Hardly any other method has influenced the neurosciences since the early 2000s as much as optogenetics. This technique allows scientists to switch on or off individual neurons or neuronal networks in the brain of living animals by shining light on them. Optogenetics thus enables researchers to investigate the communication of nerve cells or, for example, to establish relations between neuronal activity and behavior.
Dieter Oesterhelt, of what is now the Max Planck Institute of Biochemistry, and his colleague Walter Stoeckenius laid the foundation for the method in the 1970s . The researchers investigated light sensors in a bacterium and showed that a light-sensitive protein, bacteriorhodopsin, enables a flow of ions when exposed to light, thus polarizing the cell.

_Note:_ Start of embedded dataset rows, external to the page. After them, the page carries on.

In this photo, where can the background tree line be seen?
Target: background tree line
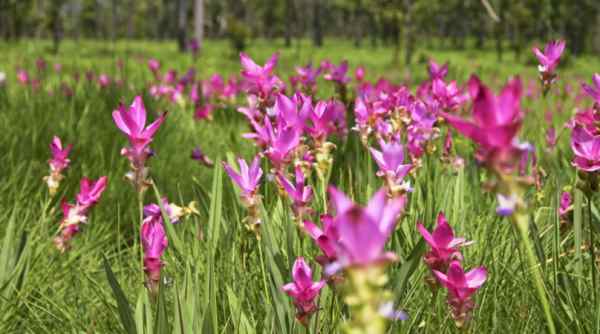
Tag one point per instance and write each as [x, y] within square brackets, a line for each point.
[501, 24]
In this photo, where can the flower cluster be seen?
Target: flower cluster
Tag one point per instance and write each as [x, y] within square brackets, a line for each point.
[74, 214]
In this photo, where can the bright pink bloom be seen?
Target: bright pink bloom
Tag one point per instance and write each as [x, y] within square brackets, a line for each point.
[593, 92]
[90, 191]
[248, 179]
[550, 57]
[132, 122]
[496, 119]
[338, 74]
[587, 150]
[443, 244]
[202, 158]
[327, 239]
[303, 290]
[259, 80]
[300, 193]
[390, 161]
[437, 71]
[154, 243]
[460, 287]
[60, 155]
[364, 231]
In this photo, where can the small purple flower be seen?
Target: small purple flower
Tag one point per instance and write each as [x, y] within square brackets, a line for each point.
[303, 290]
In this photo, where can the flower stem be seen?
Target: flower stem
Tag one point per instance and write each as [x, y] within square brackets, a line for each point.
[522, 221]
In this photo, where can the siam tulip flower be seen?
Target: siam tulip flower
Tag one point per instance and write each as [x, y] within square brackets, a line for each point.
[132, 122]
[260, 80]
[199, 156]
[75, 214]
[363, 233]
[359, 74]
[307, 77]
[154, 244]
[204, 112]
[248, 181]
[461, 286]
[194, 47]
[58, 163]
[103, 80]
[443, 246]
[496, 121]
[437, 71]
[300, 194]
[23, 77]
[339, 75]
[593, 92]
[548, 61]
[587, 150]
[327, 239]
[303, 290]
[392, 168]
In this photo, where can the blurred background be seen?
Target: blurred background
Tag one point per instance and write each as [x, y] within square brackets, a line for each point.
[504, 26]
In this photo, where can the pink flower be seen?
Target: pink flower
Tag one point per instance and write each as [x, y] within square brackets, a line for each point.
[593, 92]
[199, 156]
[565, 204]
[338, 74]
[550, 57]
[248, 179]
[60, 155]
[586, 148]
[259, 80]
[154, 243]
[132, 122]
[437, 71]
[103, 80]
[460, 287]
[391, 165]
[443, 244]
[90, 191]
[496, 119]
[303, 290]
[327, 239]
[300, 193]
[364, 231]
[23, 77]
[154, 65]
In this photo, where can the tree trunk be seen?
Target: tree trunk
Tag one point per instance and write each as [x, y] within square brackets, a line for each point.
[181, 24]
[199, 22]
[318, 30]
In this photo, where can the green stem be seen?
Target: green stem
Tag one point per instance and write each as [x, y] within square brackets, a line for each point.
[522, 221]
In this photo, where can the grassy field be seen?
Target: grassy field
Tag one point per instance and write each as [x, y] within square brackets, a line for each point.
[212, 284]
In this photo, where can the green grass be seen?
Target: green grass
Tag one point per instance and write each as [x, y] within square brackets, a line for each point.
[211, 287]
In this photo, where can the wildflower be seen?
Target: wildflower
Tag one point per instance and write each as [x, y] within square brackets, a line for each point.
[593, 92]
[392, 167]
[360, 251]
[248, 180]
[58, 163]
[461, 286]
[75, 214]
[199, 156]
[496, 121]
[300, 193]
[443, 246]
[154, 244]
[549, 60]
[259, 80]
[303, 290]
[437, 71]
[587, 150]
[132, 122]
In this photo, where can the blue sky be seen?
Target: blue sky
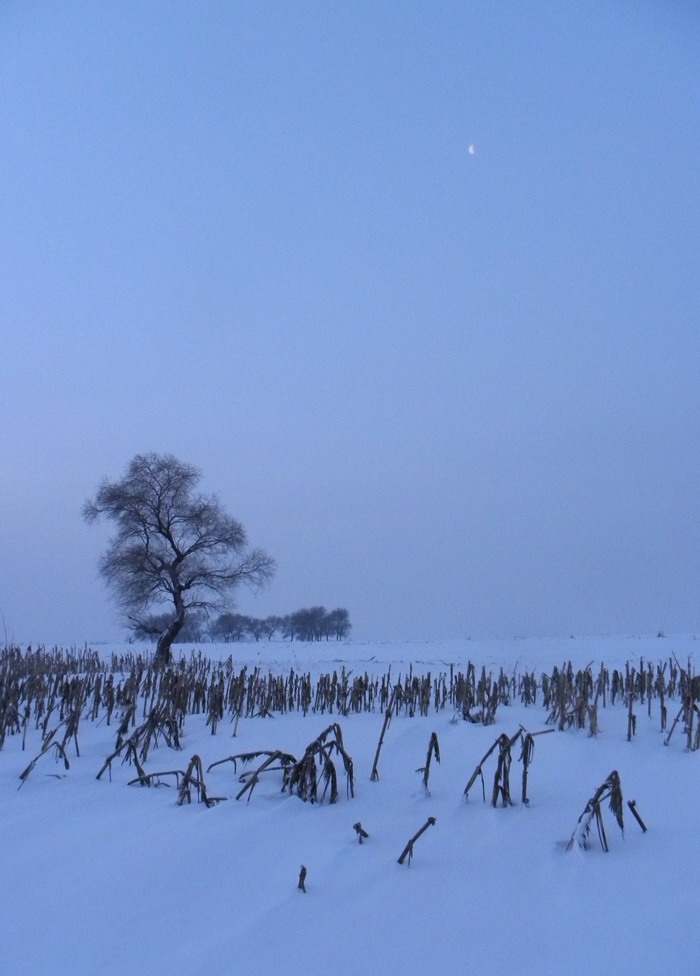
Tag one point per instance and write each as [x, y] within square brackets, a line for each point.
[455, 393]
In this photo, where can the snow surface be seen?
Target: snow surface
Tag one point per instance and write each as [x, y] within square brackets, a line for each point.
[104, 878]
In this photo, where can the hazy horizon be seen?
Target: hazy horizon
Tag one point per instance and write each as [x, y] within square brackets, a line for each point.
[453, 391]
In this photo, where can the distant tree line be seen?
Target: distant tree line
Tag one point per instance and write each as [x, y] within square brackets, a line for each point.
[307, 624]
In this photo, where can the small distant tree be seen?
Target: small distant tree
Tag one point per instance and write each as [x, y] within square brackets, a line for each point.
[338, 623]
[173, 546]
[270, 626]
[230, 627]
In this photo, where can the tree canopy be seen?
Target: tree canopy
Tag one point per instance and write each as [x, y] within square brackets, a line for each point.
[174, 548]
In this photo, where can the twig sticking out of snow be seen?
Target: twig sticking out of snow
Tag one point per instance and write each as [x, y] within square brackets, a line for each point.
[611, 789]
[408, 849]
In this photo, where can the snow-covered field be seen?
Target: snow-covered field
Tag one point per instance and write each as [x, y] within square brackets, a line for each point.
[99, 877]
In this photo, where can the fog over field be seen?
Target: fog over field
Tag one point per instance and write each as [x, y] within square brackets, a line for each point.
[414, 286]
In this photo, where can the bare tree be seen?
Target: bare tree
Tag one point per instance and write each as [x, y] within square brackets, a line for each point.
[173, 547]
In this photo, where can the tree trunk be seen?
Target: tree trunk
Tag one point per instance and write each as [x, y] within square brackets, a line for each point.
[164, 654]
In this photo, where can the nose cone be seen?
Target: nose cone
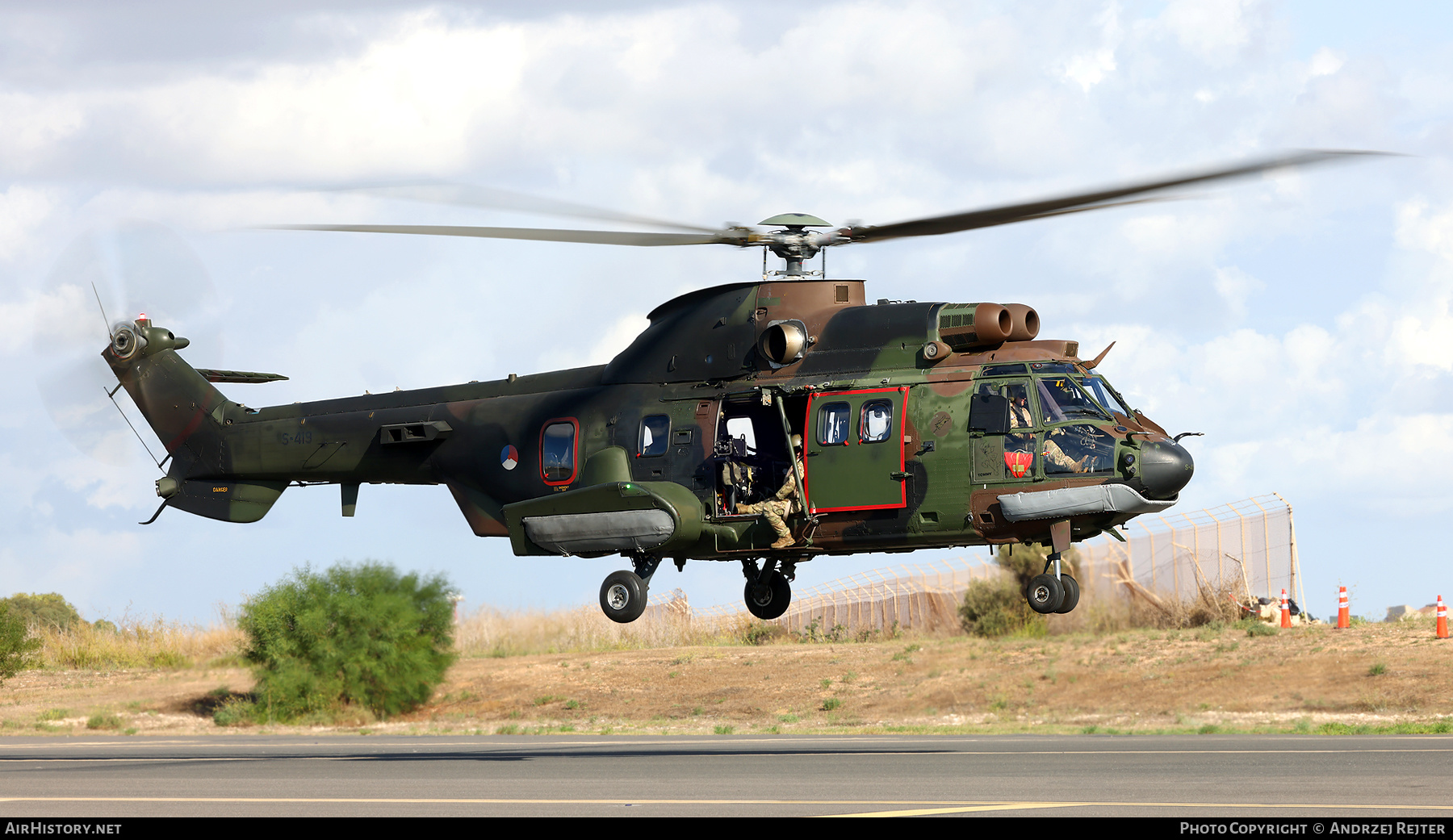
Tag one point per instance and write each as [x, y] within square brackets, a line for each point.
[1166, 467]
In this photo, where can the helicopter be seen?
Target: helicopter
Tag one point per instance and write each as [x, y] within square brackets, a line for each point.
[878, 426]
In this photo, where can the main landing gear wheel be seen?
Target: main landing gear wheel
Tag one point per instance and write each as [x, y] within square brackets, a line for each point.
[1045, 593]
[622, 596]
[1071, 593]
[770, 598]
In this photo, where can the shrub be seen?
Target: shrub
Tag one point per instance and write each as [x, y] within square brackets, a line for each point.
[47, 611]
[995, 608]
[16, 646]
[362, 637]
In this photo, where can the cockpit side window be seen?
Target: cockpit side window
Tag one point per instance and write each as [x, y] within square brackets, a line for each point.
[1104, 395]
[1062, 400]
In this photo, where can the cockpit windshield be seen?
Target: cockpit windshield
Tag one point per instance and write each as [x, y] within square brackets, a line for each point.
[1103, 394]
[1061, 400]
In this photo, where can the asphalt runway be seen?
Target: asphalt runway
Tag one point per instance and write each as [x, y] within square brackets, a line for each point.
[1256, 776]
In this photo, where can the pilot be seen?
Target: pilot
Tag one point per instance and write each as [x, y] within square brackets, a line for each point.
[1019, 417]
[782, 504]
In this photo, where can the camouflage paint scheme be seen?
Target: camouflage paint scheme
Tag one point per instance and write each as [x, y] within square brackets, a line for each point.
[933, 484]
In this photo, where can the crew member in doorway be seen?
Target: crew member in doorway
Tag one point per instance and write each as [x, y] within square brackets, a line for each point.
[782, 504]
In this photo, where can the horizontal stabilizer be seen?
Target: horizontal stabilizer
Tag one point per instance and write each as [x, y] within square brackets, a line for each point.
[245, 377]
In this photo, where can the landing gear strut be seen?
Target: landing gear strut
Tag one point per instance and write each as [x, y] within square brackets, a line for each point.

Aided by new molecular methods, scientists then succeeded in introducing light-sensitive proteins into the cell membranes of nerve cells in the early 2000s. Introduced proteins such as Channelrhodopsin react to blue light by allowing positively charged ions to enter the cell. This changes the voltage across the membrane and creates an action potential in the neuron - it becomes active. Another protein, Halorhodopsin, allows negative ions to enter the cell under orange light. This inhibits the cell’s activity.
Scientists can combine the proteins with a regulatory element, directing the "light switch proteins" only to specific nerve cells. In this way, it is now possible to manipulate the activity of selected neurons with a corresponding light pulse.
Optogenetics is developing rapidly. Nowadays, researchers are able to specifically activate individual nerve cells as well as individual cell structures. In addition, first studies are investigating the possibility of using optogenetics for medical issues, e.g. to assist blind or deaf people. However, optogenetics is currently foremost an important instrument of basic research – enabling new insights into the workings of the brain.